La grande famille des arrangés, des punchs et des spiced représente finalement un formidable laboratoire pour tester des innovations techniques et de nouveaux goûts. “Nous progressons de manière empirique”, confesse Cyrille Lawson, qui, pour répondre aux envies du consommateur, prévoit l’arrivée d’autres types de fruits, la noisette du Piémont torréfiée, par exemple. Une soif d’expériences qui gagne toute l’industrie du rhum. En République dominicaine, la maison familiale Brugal utilise une technique inédite de torréfaction aromatique des fûts pour les flacons de sa Coleccion Visionaria. “Des fûts de chêne européens neufs sont toastés avec des fèves de chocolat directement grillées à la flamme avant d’accueillir le rhum, qui absorbe ensuite les arômes fournis par cette méthode de torréfaction inédite”, explique Hugo Gargaud, le responsable de la marque dans l’Hexagone. Toujours dans la Caraïbe, Alexandre Gabriel, le créateur de Planteray, a imaginé, pour son Cut & Dry Coconut, un mariage entre eau-de-vie de canne et noix de coco. En morceaux, celle-ci est séchée puis infusée dans du rhum blanc avant d’être assemblée avec une eau-de-vie de la Barbade élevée de 3 à 4 ans. Ni rhum ni arrangé, cette boisson spiritueuse se révèle une délicieuse gourmandise. Que demander de plus ?

NOTRE SÉLECTION

Les 12 meilleures boissons spiritueuses au rhum pour l’été

Arhumatic – Atoca (28 %)

La dernière édition limitée de la maison lilloise réunit la canneberge et le maracudja, une version plus acidulée du fruit de la passion. De la vivacité et une agréable amertume en finale, la signature de la canneberge (cranberry). 39,90 €.

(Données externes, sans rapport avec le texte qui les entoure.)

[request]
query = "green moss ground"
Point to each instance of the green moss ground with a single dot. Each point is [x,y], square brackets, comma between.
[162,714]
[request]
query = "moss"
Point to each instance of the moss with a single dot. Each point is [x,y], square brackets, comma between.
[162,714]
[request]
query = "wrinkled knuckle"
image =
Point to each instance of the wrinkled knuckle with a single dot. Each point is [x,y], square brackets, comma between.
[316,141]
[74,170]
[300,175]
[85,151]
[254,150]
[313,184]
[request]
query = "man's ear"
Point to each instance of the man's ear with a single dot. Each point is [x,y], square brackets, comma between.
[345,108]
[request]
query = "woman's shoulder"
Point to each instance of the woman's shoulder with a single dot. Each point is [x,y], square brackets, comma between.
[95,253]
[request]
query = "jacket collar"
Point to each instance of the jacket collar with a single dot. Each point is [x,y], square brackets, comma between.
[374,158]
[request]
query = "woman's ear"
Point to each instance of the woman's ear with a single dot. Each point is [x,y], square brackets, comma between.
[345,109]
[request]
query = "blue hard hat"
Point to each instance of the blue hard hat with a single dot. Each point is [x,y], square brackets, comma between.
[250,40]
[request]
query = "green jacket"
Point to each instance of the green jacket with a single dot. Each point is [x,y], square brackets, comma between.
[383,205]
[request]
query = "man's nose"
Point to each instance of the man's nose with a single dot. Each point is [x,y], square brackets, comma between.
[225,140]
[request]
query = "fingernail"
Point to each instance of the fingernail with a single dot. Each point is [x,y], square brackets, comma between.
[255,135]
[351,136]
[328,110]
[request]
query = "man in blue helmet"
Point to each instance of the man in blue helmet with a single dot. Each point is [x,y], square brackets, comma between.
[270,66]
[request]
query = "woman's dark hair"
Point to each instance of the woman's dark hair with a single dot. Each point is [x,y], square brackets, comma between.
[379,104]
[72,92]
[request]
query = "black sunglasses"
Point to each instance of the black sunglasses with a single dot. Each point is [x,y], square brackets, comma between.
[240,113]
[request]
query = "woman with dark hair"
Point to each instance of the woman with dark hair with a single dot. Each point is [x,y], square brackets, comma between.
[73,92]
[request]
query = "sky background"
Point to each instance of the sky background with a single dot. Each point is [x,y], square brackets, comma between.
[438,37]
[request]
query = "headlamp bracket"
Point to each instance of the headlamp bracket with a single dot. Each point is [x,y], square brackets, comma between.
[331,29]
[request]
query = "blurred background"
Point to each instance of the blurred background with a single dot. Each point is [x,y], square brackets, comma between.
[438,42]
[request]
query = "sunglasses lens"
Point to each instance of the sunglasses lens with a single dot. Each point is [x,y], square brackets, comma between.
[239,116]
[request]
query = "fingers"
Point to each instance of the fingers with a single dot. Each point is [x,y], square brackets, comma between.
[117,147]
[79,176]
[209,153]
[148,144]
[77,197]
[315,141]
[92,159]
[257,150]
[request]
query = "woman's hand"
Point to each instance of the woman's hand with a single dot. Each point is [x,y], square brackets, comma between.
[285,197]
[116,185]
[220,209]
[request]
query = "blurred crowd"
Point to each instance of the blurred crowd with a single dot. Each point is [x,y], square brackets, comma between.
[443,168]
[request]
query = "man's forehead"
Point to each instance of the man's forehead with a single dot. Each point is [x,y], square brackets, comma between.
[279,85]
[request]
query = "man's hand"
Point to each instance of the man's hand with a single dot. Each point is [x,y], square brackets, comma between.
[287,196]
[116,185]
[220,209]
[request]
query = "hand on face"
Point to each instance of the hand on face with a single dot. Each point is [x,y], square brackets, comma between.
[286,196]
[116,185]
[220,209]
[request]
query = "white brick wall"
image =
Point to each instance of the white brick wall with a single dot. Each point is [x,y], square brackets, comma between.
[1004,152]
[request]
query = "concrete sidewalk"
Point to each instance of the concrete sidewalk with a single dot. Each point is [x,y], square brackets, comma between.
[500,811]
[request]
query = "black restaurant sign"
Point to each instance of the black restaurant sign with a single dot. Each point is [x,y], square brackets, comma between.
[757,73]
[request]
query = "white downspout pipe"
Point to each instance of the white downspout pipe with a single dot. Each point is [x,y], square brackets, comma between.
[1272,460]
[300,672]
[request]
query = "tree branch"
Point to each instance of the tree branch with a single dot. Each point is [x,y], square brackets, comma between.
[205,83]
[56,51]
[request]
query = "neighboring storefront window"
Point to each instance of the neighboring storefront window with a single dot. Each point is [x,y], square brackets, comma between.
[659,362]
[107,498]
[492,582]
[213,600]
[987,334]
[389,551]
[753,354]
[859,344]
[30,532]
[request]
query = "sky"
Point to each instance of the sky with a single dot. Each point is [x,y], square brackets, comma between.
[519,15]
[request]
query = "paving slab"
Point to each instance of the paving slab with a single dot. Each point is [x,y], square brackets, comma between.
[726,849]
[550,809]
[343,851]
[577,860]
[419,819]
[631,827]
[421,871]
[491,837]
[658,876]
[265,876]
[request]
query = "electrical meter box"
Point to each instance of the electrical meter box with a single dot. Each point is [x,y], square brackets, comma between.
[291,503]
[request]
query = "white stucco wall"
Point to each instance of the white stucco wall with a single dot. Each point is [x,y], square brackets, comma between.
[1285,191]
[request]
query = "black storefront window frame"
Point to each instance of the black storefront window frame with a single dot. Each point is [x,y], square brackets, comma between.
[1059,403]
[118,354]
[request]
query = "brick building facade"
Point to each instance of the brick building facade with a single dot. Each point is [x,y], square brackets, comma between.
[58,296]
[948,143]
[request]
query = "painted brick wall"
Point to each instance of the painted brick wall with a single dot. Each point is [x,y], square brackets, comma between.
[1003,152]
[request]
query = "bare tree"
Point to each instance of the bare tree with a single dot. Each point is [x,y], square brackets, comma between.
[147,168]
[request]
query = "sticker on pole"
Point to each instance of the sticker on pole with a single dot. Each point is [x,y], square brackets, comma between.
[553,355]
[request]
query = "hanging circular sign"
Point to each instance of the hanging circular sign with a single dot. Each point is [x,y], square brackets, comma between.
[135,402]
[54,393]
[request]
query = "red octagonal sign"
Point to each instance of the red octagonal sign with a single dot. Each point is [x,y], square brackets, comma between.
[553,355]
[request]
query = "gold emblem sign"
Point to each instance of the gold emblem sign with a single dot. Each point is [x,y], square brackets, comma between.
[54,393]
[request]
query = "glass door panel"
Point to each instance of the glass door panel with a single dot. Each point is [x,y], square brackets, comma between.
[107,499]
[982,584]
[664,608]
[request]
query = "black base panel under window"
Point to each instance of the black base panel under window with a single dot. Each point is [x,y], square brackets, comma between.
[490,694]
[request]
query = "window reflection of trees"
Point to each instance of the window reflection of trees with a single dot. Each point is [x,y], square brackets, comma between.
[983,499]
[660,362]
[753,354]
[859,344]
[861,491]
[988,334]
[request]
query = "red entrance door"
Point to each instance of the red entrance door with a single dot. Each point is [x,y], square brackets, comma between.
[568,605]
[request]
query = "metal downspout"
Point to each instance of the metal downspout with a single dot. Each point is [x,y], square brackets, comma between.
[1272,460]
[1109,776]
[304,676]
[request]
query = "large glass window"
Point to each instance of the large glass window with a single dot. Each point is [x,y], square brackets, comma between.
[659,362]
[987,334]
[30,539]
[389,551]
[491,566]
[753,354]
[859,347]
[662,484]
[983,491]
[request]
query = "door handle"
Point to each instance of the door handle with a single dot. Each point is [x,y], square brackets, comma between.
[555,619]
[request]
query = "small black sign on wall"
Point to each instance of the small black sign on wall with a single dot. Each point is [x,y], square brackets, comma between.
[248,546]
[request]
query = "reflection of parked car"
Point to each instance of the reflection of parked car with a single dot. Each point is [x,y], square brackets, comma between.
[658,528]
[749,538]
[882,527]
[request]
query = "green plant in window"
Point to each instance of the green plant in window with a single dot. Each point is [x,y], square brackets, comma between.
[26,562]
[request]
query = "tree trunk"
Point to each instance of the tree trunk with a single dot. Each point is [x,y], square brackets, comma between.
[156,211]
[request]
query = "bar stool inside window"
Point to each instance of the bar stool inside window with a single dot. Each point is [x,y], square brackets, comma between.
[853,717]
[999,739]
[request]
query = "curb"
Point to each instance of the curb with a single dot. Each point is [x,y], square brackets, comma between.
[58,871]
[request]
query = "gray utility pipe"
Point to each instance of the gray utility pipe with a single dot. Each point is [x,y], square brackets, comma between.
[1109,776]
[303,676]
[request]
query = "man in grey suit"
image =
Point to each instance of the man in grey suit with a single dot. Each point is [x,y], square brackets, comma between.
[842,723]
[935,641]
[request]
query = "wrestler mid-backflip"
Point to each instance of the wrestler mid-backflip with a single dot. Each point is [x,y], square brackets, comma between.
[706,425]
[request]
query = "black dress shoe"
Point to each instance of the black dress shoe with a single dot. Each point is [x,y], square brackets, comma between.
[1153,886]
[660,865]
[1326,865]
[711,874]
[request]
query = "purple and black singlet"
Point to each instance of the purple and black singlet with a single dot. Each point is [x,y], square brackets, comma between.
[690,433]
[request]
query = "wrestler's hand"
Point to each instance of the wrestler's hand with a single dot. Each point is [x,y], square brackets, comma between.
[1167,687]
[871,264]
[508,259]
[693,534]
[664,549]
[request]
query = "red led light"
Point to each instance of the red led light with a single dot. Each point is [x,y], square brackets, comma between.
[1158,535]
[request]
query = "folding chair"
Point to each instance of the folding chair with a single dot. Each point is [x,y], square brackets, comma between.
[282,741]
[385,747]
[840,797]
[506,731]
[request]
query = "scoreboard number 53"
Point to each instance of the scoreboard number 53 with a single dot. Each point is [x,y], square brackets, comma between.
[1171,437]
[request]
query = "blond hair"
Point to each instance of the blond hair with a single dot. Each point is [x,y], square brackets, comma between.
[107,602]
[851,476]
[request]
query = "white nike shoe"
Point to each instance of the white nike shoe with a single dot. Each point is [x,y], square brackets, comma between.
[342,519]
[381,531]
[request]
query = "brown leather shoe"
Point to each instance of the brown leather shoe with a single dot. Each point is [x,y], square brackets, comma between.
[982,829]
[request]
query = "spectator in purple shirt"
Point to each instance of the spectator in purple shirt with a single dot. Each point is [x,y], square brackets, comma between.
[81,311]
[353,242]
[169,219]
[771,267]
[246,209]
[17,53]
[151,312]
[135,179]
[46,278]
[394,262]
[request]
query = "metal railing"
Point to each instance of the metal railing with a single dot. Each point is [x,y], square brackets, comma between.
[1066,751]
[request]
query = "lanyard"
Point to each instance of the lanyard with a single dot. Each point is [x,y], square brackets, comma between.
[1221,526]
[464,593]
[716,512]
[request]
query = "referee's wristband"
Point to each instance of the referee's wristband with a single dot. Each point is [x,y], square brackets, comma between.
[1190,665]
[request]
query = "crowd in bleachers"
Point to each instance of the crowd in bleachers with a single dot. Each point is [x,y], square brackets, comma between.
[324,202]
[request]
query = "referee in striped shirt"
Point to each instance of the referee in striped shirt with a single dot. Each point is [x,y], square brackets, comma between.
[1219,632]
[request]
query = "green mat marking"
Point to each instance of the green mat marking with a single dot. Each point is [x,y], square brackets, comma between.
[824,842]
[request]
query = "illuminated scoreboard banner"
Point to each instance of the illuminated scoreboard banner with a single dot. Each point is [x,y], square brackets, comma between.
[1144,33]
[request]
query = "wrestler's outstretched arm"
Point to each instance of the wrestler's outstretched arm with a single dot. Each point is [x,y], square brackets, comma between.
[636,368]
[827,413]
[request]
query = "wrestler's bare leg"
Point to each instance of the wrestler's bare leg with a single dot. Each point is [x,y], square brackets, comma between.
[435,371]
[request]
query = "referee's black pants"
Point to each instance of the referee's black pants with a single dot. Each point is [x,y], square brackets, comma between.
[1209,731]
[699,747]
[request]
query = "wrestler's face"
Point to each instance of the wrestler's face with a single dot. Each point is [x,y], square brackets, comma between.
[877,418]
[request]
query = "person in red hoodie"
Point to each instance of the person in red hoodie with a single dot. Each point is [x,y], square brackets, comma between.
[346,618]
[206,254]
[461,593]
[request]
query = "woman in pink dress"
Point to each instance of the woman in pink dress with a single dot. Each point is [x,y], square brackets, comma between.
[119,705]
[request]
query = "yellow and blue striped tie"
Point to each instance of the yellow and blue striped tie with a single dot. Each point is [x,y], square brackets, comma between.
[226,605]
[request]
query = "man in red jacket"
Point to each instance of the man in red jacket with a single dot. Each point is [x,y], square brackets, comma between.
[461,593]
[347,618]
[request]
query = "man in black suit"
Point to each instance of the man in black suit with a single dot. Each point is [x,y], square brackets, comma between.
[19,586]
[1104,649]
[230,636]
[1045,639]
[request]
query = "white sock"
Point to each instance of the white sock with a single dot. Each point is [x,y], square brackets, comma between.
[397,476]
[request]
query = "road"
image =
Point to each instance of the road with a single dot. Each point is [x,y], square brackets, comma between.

Isautier Ananas Vanille Piment (37 %)

Ce rhum arrangé réunit trois emblèmes de la Réunion : l’ananas Victoria, la vanille Bourbon et le piment oiseau. Du fruité, de la douceur, et une finale légèrement piquante au goût de revenez-y. 16,90 €.

La Fabrique de l’arrangé – Tutti Frutti (30 %)

Cette recette inédite de La Fabrique de l’arrangé allie une macération de fruit de la passion et une infusion de thé blanc, de rose et de litchi. Bel équilibre, et des arômes magnifiés par la subtilité de la rose. 35 €.

Rivière du Mât Macadamia & Caramel (17 %)

Une nouvelle gamme pour la distillerie réunionnaise. Baptisée L’Onctueux, elle propose une liqueur de crème de lait et de rhum. Une alliance réussie entre l’intensité aromatique de la noix de macadamia et la douceur du caramel. 13,45 €.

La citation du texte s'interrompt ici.